ANTI-LAPSE MEANS ANTI-LAPSE
By Fred Franke
Franke Beckett LLC
A recent Court of Special Appeals case held that the anti-lapse statute means what it says. The case was not reported, perhaps because it broke no new ground.
What was remarkable about the case, however, was that the appellant’s lawyer was slammed by the court for failing to disclose the controlling legal authority to the court. This is a rookie mistake that undercuts a lawyer’s credibility with the court; it is unethical, and it is a tactic doomed to fail.
In Re Estate of Hartle, 2016 WL 3185115 (June 2016) involved a bequest of the residuary estate: one-third to A, one-third to B, and one-third to C. Both A and B predeceased the decedent. The appellant, C, was the surviving one-third legatee and believed that he was entitled to the entire estate. The will lacked any language purporting to impose survivorship. Appellant’s claim was that the anti-lapse statute (Est. & Trusts § 4-403) only applies to avoid a bequest slipping into intestacy because there are no other named takers.
The Orphans’ Court and the Court of Special Appeals pointed to Est. & Trust § 4-403 to hold that the residue should be still distributed in thirds; with each third for the predeceased legatee going to his or her heirs. Prior to the establishment of the anti-lapse statute in Maryland, common law would have had bequests to predeceased legatees lapse or fail. The common law rule was reversed by the Acts of 1810. The anti-lapse statute transfers such devises to the legatees named in the deceased legatee’s will, or if the deceased legatee died intestate, to his or her heirs at law. Consequently, unless a will imposes a requirement of survivorship, a legacy to a predeceased legatee passes to those persons then living who would be entitled to take as distributees of that legatee. The statute also provides that bequest falling within the scope of Est. & Trusts § 4-403 goes directly to the distributees of the deceased legatee and is not exposed to the creditors of the deceased legatee.

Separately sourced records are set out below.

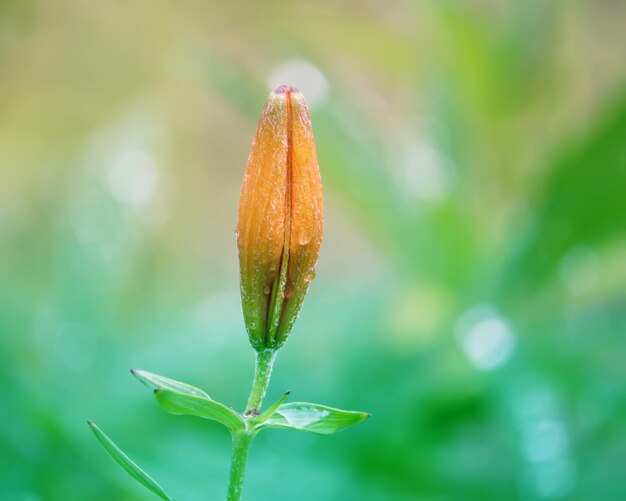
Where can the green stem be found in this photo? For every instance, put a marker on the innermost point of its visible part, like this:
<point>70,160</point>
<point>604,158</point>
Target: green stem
<point>262,374</point>
<point>242,440</point>
<point>241,444</point>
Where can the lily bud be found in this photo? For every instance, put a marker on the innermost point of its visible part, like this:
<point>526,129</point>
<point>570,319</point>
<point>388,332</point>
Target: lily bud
<point>279,232</point>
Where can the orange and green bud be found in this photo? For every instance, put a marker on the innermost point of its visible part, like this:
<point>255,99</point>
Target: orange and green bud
<point>279,231</point>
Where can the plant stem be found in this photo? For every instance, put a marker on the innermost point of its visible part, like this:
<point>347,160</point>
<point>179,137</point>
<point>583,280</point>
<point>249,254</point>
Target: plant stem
<point>241,444</point>
<point>242,440</point>
<point>262,373</point>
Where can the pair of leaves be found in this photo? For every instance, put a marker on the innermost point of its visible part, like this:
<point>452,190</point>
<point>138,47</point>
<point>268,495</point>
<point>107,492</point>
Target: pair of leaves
<point>180,398</point>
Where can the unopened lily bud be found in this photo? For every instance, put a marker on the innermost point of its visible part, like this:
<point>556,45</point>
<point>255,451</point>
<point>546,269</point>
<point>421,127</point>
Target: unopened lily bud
<point>279,231</point>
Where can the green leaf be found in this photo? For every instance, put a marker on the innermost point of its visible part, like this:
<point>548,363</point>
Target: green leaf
<point>313,418</point>
<point>156,382</point>
<point>128,464</point>
<point>179,403</point>
<point>271,409</point>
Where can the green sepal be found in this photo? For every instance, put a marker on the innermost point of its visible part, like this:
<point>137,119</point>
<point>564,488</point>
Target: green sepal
<point>156,382</point>
<point>314,418</point>
<point>192,405</point>
<point>128,464</point>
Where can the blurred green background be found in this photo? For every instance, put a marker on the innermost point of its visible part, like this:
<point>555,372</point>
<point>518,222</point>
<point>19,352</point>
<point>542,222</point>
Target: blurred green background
<point>471,291</point>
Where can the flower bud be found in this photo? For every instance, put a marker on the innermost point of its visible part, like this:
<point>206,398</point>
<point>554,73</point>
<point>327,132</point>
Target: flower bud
<point>279,231</point>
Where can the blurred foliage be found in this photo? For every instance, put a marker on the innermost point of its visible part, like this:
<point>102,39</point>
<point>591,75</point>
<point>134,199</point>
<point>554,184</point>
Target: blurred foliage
<point>471,291</point>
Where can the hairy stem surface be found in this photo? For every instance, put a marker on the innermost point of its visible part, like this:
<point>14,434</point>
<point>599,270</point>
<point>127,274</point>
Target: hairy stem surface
<point>242,440</point>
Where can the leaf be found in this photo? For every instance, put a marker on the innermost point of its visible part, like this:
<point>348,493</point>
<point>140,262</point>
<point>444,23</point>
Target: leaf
<point>271,409</point>
<point>156,382</point>
<point>313,418</point>
<point>180,403</point>
<point>128,464</point>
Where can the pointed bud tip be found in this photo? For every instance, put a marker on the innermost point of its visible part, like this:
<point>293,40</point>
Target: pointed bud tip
<point>284,89</point>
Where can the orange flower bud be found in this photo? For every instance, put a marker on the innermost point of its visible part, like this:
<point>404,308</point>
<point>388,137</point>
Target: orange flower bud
<point>279,231</point>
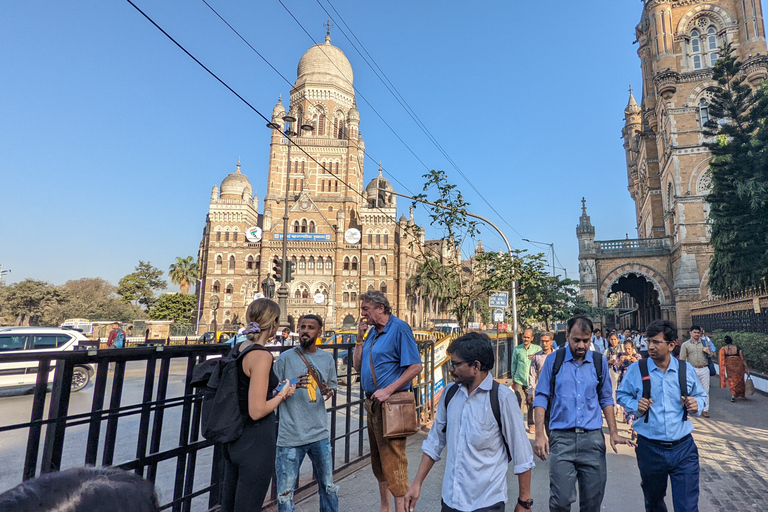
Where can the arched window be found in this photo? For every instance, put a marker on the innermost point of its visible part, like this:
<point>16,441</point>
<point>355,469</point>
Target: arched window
<point>696,50</point>
<point>703,112</point>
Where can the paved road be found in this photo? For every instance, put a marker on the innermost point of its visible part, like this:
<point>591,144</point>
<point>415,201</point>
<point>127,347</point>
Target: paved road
<point>733,447</point>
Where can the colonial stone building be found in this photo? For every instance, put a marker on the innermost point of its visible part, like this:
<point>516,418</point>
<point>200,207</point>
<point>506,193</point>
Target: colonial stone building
<point>663,271</point>
<point>344,237</point>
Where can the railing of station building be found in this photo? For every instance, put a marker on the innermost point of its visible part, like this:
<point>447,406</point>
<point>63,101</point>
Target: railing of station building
<point>159,437</point>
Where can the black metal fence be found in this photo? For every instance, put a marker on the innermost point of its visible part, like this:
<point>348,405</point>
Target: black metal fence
<point>160,433</point>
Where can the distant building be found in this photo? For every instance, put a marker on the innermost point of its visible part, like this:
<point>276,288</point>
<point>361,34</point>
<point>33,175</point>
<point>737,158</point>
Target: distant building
<point>667,268</point>
<point>344,237</point>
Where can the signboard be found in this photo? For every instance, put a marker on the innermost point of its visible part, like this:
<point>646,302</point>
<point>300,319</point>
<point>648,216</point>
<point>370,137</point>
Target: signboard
<point>254,234</point>
<point>352,236</point>
<point>303,237</point>
<point>499,300</point>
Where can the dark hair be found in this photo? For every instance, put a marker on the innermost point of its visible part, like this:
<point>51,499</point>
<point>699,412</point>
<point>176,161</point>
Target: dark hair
<point>83,490</point>
<point>666,327</point>
<point>581,321</point>
<point>312,317</point>
<point>474,346</point>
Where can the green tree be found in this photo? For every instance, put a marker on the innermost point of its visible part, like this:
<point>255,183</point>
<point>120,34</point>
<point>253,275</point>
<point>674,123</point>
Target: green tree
<point>183,272</point>
<point>179,307</point>
<point>139,287</point>
<point>739,179</point>
<point>32,302</point>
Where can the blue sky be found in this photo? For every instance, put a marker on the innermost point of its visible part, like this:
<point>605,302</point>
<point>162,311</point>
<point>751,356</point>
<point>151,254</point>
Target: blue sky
<point>111,138</point>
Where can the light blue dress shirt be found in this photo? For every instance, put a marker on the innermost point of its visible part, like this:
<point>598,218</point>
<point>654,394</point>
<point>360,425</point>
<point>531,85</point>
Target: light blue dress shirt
<point>576,403</point>
<point>476,464</point>
<point>665,422</point>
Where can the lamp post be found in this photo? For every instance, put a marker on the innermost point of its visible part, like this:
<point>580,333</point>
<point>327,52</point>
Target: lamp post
<point>282,292</point>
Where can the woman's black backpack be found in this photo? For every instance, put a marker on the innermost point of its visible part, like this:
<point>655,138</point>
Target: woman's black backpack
<point>217,382</point>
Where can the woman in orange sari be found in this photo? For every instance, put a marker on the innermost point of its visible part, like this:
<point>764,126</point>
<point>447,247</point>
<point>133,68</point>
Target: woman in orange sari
<point>735,365</point>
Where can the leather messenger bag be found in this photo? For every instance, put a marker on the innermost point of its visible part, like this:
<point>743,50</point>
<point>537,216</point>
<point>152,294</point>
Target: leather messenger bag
<point>398,412</point>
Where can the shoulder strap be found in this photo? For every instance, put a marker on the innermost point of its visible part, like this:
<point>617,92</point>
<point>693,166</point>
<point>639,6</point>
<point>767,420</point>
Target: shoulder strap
<point>683,378</point>
<point>496,408</point>
<point>646,379</point>
<point>449,392</point>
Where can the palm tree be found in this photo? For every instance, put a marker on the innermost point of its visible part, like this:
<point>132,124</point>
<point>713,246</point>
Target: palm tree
<point>184,273</point>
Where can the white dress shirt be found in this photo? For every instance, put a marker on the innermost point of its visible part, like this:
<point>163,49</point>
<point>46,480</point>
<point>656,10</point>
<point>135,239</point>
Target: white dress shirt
<point>476,464</point>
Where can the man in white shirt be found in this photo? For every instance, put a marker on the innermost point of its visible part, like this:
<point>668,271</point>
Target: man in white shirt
<point>479,449</point>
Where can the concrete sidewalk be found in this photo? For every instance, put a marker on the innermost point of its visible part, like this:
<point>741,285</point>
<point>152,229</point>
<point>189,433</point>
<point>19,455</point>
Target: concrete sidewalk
<point>733,448</point>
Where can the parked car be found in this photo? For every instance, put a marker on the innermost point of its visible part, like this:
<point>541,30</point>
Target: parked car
<point>40,340</point>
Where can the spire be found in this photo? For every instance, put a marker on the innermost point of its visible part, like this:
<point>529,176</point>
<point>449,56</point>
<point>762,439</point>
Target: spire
<point>585,226</point>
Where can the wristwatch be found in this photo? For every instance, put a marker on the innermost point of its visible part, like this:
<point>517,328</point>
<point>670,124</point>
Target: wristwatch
<point>525,504</point>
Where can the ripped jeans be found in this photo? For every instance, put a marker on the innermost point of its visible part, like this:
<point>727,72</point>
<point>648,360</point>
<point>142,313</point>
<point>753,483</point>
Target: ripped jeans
<point>287,464</point>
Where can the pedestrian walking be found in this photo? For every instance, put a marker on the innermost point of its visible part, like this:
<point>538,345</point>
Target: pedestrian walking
<point>698,353</point>
<point>388,360</point>
<point>665,447</point>
<point>479,447</point>
<point>303,426</point>
<point>575,398</point>
<point>537,363</point>
<point>521,367</point>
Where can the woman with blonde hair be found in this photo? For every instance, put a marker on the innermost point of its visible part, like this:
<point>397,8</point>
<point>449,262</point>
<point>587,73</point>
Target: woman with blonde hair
<point>250,461</point>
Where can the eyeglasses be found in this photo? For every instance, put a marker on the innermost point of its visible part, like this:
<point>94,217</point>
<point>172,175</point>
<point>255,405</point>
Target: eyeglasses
<point>455,364</point>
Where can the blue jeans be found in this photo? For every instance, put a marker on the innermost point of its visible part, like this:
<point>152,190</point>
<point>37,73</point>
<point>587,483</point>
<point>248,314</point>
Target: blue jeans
<point>287,465</point>
<point>680,463</point>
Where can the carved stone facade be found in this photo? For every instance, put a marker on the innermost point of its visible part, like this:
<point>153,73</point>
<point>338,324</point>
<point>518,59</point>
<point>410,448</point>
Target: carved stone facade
<point>343,238</point>
<point>666,159</point>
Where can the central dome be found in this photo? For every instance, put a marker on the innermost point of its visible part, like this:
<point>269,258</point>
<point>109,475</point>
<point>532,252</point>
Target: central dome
<point>325,64</point>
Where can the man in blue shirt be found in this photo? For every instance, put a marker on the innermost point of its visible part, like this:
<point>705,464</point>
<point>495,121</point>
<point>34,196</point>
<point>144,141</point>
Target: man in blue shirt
<point>576,445</point>
<point>665,447</point>
<point>391,347</point>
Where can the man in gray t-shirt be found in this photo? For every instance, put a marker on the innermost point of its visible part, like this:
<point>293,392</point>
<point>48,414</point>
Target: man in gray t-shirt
<point>303,420</point>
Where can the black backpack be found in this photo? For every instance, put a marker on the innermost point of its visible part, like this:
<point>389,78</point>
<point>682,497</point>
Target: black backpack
<point>495,407</point>
<point>597,359</point>
<point>217,382</point>
<point>682,380</point>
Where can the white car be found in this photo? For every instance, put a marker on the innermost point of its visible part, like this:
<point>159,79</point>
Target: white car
<point>39,340</point>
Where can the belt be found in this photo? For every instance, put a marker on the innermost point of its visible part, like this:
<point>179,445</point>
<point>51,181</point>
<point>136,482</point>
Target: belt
<point>664,444</point>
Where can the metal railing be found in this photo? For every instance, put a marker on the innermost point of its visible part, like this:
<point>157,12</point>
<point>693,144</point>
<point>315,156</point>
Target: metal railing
<point>164,425</point>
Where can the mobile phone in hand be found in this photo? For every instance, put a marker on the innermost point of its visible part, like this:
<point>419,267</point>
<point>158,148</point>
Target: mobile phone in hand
<point>292,382</point>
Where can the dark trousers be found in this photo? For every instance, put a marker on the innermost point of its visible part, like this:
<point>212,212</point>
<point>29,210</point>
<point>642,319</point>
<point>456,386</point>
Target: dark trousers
<point>499,507</point>
<point>680,463</point>
<point>248,466</point>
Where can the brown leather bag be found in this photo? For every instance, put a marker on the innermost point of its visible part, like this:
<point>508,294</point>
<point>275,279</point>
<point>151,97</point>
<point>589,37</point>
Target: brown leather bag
<point>398,412</point>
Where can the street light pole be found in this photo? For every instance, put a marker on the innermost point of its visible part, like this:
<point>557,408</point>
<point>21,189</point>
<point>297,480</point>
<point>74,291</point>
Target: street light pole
<point>282,291</point>
<point>513,287</point>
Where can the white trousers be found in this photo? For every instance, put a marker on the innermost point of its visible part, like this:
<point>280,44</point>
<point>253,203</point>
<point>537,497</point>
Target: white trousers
<point>703,375</point>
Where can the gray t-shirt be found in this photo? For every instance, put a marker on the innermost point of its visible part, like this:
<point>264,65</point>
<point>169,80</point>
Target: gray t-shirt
<point>301,421</point>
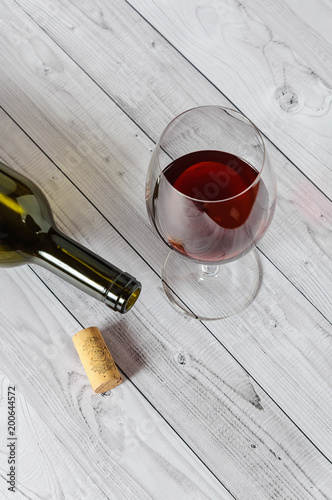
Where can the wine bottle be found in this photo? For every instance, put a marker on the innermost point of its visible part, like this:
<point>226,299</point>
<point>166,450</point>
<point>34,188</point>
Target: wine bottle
<point>28,234</point>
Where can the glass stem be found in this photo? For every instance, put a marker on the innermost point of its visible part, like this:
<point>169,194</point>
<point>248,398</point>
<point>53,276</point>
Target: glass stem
<point>210,270</point>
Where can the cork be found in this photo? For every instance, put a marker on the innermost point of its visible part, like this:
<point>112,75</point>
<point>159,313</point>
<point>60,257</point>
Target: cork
<point>96,360</point>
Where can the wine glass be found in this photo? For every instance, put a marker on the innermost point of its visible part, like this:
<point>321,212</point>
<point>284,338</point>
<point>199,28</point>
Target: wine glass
<point>211,195</point>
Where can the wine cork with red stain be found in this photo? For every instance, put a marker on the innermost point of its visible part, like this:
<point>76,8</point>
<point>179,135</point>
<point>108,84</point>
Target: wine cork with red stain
<point>96,360</point>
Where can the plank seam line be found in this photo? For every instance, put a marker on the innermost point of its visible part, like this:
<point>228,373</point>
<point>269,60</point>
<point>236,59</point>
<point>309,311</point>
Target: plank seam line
<point>224,95</point>
<point>154,142</point>
<point>138,390</point>
<point>206,327</point>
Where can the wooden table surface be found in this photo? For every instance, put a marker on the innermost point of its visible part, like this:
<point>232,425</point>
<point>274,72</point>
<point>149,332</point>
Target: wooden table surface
<point>234,409</point>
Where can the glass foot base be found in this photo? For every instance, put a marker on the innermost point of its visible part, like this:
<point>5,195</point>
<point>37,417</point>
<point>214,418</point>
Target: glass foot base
<point>209,292</point>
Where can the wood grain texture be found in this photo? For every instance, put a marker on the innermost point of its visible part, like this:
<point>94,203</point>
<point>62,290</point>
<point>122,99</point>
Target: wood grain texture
<point>224,416</point>
<point>240,53</point>
<point>234,409</point>
<point>42,461</point>
<point>121,181</point>
<point>154,73</point>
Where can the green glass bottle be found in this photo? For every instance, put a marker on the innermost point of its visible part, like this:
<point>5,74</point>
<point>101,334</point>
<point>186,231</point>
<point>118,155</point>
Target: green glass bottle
<point>28,234</point>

The Court of Special Appeals rested its interpretation of the anti-lapse statute on two recent cases: Kelly v. Duvall, 441 Md. 275 (2015) and Roe v. Roe, 124 Md.App. 89 (1998). Neither of these cases was referenced by appellant in his brief. Importantly, the Court notes: “Appellant failed to distinguish Roe and Kelly in his brief. Indeed, appellant never even mentioned Roe or Kelly. We find disturbing the fact that appellant’s counsel did not cite to the leading, in our view controlling, cases on the issue presented in the instant appeal. See Md. Lawyers’ Rules of Prof’l Conduct R. 3.3(a)(3) (‘A lawyer shall not knowingly … fail to disclose to the tribunal legal authority in the controlling jurisdiction known to the lawyer to be directly adverse to the position of the client and not disclosed by opposing client.’).” In re Estate of Hartle, 2016 WL 3185115, n.4 (June 2016).
A lawyer, of course, may push the limits of settled law and, indeed, call for its reversal. The common law is an organic process. What a lawyer may not do is pretend that the settled law does not exist. Caveat Actor.